The main talking point of this article (the Zone System) is fairly well hidden, however. To locate the Zone System features, you need to scroll down to the bottom of the right-hand menu and expand the “Loupe & Histogram” option. Place the mouse cursor into the Histogram plot area, and the little square ‘Zone’ icons with numbers (0 through 10) suddenly appear.

If you hover the mouse cursor over any Zone number icon, you will see colored highlights appear in your photograph that represent that light value. Each zone number has a different highlight pattern/color to identify itself.

Viewing “Zone 8” values in the photo

The screen shot above shows what happens when you hover over the “Zone 8” icon. You get a red cross-hatched pattern over all areas that contain the Zone 8 light value. If you move the cursor away from the icon, the highlight pattern will disappear.

If you click on one of the Zone icons, then the highlight pattern will stay on the photograph until you click that same Zone icon again. You can click on multiple icons, although the display gets confusing in a hurry.

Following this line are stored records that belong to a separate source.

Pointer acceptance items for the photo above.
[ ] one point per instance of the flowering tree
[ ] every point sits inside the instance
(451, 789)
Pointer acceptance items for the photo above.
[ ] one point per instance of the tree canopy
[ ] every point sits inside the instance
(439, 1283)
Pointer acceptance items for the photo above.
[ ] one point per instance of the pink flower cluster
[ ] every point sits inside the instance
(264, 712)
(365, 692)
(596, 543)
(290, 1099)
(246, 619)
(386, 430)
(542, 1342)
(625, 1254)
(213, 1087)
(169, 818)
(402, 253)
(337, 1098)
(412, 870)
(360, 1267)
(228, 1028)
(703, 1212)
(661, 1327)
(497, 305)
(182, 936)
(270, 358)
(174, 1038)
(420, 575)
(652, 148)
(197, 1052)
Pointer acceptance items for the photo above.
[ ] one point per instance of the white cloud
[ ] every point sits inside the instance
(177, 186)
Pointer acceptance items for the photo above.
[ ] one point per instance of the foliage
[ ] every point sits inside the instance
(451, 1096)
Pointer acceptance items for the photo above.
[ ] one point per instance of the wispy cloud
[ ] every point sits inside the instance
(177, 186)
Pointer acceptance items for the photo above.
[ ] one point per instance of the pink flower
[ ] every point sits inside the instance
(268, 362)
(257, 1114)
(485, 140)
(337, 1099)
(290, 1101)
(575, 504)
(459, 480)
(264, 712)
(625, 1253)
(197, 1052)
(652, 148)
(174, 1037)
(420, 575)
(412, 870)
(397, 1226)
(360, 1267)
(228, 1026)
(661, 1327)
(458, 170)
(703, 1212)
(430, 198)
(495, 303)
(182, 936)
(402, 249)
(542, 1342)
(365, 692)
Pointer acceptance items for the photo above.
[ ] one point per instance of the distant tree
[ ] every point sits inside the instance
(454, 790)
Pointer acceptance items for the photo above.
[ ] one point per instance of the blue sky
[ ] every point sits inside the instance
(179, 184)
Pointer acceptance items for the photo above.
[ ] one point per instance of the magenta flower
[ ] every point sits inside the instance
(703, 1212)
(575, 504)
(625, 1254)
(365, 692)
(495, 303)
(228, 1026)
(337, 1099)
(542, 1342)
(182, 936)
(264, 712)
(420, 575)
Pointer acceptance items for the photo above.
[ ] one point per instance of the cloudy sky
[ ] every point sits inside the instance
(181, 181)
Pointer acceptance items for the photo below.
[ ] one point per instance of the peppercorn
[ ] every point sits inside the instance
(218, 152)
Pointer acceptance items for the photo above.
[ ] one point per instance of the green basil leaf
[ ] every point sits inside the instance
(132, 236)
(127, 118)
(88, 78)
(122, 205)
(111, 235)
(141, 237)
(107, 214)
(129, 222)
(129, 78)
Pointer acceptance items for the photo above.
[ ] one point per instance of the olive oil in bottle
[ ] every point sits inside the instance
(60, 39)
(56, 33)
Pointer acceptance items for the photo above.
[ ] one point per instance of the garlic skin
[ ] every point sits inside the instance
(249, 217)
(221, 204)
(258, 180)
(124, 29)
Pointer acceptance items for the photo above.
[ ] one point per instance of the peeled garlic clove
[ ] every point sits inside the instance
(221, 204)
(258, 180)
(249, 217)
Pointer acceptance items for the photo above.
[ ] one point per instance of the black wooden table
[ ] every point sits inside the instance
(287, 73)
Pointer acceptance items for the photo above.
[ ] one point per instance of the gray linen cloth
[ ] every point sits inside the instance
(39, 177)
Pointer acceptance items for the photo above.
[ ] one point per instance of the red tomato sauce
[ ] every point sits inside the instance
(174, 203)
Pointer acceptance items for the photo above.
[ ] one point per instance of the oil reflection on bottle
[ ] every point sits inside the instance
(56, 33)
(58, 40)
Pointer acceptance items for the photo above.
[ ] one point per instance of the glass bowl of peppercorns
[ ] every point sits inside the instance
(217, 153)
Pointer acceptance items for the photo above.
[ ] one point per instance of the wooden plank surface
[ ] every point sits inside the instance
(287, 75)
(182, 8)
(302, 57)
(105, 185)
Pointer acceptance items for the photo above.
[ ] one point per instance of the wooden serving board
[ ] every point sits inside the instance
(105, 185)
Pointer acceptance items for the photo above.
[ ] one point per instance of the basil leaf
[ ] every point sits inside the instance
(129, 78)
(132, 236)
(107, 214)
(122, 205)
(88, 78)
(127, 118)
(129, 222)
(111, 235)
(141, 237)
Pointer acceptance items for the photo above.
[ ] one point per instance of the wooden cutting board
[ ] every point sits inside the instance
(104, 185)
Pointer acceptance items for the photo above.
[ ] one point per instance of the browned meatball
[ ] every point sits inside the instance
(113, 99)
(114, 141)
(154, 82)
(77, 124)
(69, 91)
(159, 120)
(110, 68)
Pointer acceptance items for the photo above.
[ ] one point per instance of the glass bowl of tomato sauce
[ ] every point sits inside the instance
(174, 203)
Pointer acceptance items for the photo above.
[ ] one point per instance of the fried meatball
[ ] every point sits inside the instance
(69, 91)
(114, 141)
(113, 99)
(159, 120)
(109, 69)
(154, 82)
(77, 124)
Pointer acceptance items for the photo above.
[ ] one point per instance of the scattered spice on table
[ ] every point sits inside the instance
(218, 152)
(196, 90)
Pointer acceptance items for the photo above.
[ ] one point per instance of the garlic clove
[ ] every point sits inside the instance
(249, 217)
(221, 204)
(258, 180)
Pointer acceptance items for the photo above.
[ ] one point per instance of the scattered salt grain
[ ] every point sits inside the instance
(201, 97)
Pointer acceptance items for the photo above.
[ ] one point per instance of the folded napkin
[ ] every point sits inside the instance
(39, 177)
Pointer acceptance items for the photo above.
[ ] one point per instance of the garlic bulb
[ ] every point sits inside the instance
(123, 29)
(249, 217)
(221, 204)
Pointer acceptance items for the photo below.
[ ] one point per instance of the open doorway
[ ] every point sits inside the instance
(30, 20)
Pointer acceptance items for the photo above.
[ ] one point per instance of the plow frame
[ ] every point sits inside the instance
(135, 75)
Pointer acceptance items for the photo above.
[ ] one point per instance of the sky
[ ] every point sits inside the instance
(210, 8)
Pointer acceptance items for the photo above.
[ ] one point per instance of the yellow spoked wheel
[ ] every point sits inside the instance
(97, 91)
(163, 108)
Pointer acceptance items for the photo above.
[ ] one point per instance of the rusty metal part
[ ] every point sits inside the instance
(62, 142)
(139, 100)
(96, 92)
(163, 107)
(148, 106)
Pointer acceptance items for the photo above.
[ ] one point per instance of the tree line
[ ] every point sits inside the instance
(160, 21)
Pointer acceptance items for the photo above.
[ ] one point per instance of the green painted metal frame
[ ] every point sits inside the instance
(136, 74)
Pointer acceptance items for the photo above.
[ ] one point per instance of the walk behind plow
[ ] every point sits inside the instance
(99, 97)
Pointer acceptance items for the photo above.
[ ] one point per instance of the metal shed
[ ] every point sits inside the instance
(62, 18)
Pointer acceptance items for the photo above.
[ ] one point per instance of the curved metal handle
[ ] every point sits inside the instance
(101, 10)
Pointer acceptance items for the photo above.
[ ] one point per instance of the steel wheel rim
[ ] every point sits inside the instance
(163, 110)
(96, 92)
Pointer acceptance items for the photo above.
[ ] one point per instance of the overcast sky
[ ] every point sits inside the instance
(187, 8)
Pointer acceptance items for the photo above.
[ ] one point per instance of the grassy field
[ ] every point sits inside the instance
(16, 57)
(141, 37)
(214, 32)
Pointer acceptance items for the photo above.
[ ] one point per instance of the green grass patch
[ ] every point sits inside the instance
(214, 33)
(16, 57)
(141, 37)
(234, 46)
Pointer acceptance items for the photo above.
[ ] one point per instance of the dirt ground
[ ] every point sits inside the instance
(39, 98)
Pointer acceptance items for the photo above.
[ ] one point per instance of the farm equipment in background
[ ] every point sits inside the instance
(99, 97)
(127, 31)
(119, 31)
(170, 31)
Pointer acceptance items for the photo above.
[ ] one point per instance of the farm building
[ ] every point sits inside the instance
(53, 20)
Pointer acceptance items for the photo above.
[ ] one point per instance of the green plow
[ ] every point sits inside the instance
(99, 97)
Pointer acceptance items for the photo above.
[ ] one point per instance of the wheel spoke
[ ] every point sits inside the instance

Once a Zone is selected, then moving a slider such as “Highlights” causes that Zone number pattern to dynamically change in the photo.

Zone 0 shows up as yellow cross-hatching

Since it’s usually visually important to have at least some of Zone 0 (total black) in most photos, leaving this Zone clicked while editing the photo is very common. It will help keep you from accidentally getting rid of all of the Zone 0 areas.

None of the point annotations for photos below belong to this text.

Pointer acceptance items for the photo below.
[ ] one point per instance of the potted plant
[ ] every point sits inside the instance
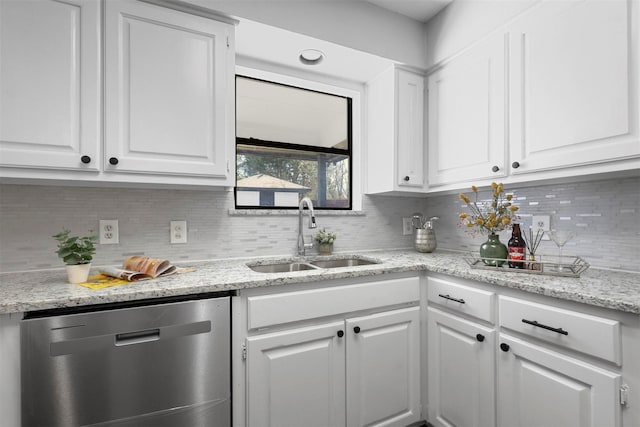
(77, 253)
(325, 241)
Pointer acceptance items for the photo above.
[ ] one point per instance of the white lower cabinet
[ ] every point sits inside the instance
(544, 363)
(461, 354)
(541, 387)
(356, 369)
(296, 377)
(461, 371)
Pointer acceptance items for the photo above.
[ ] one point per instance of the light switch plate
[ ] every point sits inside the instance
(109, 234)
(407, 226)
(541, 222)
(178, 231)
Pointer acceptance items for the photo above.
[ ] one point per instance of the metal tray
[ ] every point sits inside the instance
(548, 265)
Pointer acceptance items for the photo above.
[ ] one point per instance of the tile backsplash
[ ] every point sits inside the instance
(602, 212)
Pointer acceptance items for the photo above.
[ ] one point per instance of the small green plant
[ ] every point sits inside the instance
(324, 237)
(75, 250)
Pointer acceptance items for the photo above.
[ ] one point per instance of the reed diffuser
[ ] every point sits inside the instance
(532, 242)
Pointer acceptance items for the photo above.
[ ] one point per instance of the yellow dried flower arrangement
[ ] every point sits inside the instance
(493, 215)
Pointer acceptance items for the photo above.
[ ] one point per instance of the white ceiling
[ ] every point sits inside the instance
(277, 46)
(420, 10)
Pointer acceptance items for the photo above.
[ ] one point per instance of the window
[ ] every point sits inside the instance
(291, 143)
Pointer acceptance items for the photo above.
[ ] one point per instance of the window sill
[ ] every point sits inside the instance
(291, 212)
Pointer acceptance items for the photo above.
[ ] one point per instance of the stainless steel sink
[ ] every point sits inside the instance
(344, 262)
(282, 267)
(290, 266)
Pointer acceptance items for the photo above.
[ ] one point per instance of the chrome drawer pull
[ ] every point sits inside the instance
(461, 301)
(549, 328)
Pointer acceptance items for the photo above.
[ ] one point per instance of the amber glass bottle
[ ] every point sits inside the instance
(517, 248)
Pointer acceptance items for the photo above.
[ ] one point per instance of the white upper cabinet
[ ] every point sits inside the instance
(50, 84)
(395, 157)
(466, 115)
(553, 94)
(168, 89)
(169, 83)
(571, 86)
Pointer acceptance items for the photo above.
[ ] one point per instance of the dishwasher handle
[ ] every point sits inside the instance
(137, 337)
(105, 342)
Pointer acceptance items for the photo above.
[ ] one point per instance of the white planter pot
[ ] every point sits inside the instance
(78, 273)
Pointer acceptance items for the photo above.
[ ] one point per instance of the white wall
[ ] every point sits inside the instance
(464, 22)
(355, 24)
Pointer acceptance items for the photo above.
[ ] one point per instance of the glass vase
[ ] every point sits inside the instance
(492, 248)
(325, 248)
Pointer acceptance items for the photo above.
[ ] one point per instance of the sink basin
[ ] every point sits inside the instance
(282, 267)
(318, 264)
(344, 262)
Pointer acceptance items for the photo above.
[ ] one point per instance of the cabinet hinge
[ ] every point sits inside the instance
(624, 395)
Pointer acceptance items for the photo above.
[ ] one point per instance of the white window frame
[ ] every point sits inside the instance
(335, 87)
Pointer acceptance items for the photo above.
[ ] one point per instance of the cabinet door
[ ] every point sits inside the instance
(467, 133)
(573, 85)
(383, 369)
(409, 129)
(169, 91)
(539, 387)
(296, 378)
(50, 84)
(461, 371)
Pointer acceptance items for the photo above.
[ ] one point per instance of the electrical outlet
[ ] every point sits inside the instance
(541, 222)
(109, 232)
(178, 232)
(407, 226)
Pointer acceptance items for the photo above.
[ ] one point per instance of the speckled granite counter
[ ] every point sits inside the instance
(21, 292)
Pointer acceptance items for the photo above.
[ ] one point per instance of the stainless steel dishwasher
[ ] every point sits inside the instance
(163, 363)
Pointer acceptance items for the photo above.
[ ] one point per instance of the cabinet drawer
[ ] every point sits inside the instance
(463, 299)
(276, 309)
(595, 336)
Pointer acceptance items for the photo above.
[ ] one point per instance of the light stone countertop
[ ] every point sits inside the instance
(40, 290)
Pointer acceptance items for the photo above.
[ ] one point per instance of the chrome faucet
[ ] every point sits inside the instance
(302, 246)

It’s also very common to leave the ‘Zone 10’ icon clicked, in order to ensure that it never shows up in your photo unless you have something intentionally blown out like the sun or a specular reflection.

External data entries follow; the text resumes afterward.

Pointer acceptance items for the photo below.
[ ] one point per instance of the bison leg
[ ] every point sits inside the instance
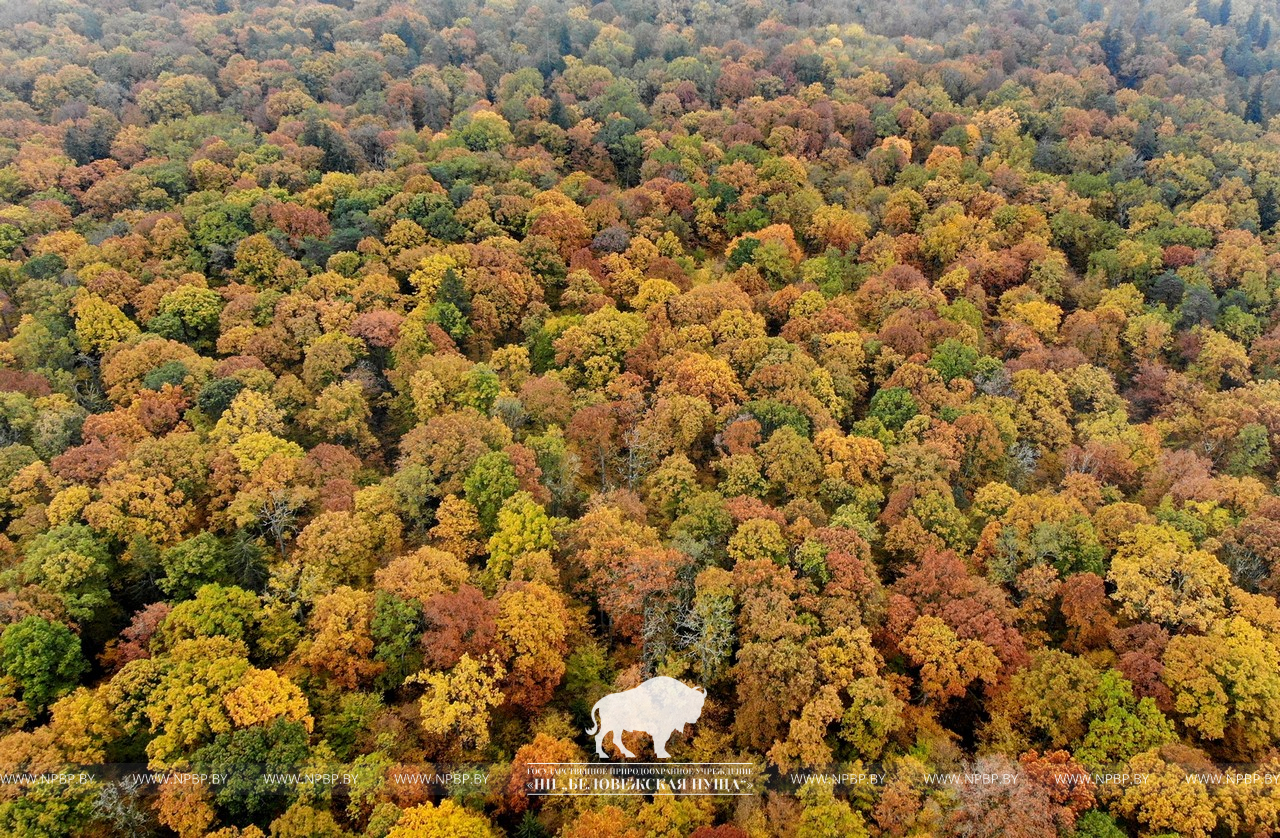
(617, 740)
(659, 743)
(599, 742)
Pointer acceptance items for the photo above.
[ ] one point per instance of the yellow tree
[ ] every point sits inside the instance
(1159, 576)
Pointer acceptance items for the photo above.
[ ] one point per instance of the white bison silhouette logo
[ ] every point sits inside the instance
(659, 706)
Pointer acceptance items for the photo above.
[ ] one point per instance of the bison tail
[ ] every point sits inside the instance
(595, 722)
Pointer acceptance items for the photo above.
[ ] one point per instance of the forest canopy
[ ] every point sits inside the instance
(382, 384)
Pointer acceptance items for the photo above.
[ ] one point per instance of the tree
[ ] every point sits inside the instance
(1160, 576)
(1225, 683)
(457, 704)
(44, 658)
(447, 820)
(947, 665)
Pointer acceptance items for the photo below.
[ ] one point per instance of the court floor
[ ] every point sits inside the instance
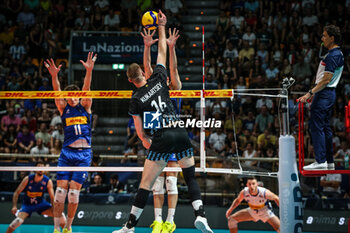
(92, 229)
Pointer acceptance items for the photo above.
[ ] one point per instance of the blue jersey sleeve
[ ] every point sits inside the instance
(134, 108)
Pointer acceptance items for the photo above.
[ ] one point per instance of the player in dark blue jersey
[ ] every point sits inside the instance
(152, 96)
(76, 151)
(327, 78)
(34, 187)
(170, 177)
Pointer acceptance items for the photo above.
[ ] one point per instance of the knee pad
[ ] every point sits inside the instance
(16, 223)
(158, 187)
(193, 187)
(60, 195)
(232, 223)
(171, 185)
(73, 196)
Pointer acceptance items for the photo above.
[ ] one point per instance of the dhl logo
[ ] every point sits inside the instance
(76, 120)
(107, 94)
(77, 94)
(34, 194)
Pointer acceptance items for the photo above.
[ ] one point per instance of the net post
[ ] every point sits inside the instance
(202, 132)
(291, 212)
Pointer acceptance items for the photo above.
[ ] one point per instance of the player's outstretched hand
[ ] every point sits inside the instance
(161, 18)
(14, 210)
(305, 98)
(173, 36)
(147, 143)
(90, 61)
(148, 37)
(51, 67)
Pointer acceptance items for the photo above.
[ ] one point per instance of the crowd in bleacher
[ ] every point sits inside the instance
(255, 45)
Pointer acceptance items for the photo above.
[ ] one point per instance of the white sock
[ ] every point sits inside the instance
(69, 223)
(56, 221)
(196, 204)
(63, 219)
(171, 214)
(136, 211)
(158, 214)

If you’re interested in black and white photography, then you really should try out Silver Efex Pro 2. Once you use it, I think you’ll find that general-purpose photo editors will disappoint you with their limited repertoire of black and white editing features.

You’d swear that the author of this little plug-in must have worked in a darkroom. I for one sure don’t miss those nasty chemical smells, or having to maintain 20 degrees C.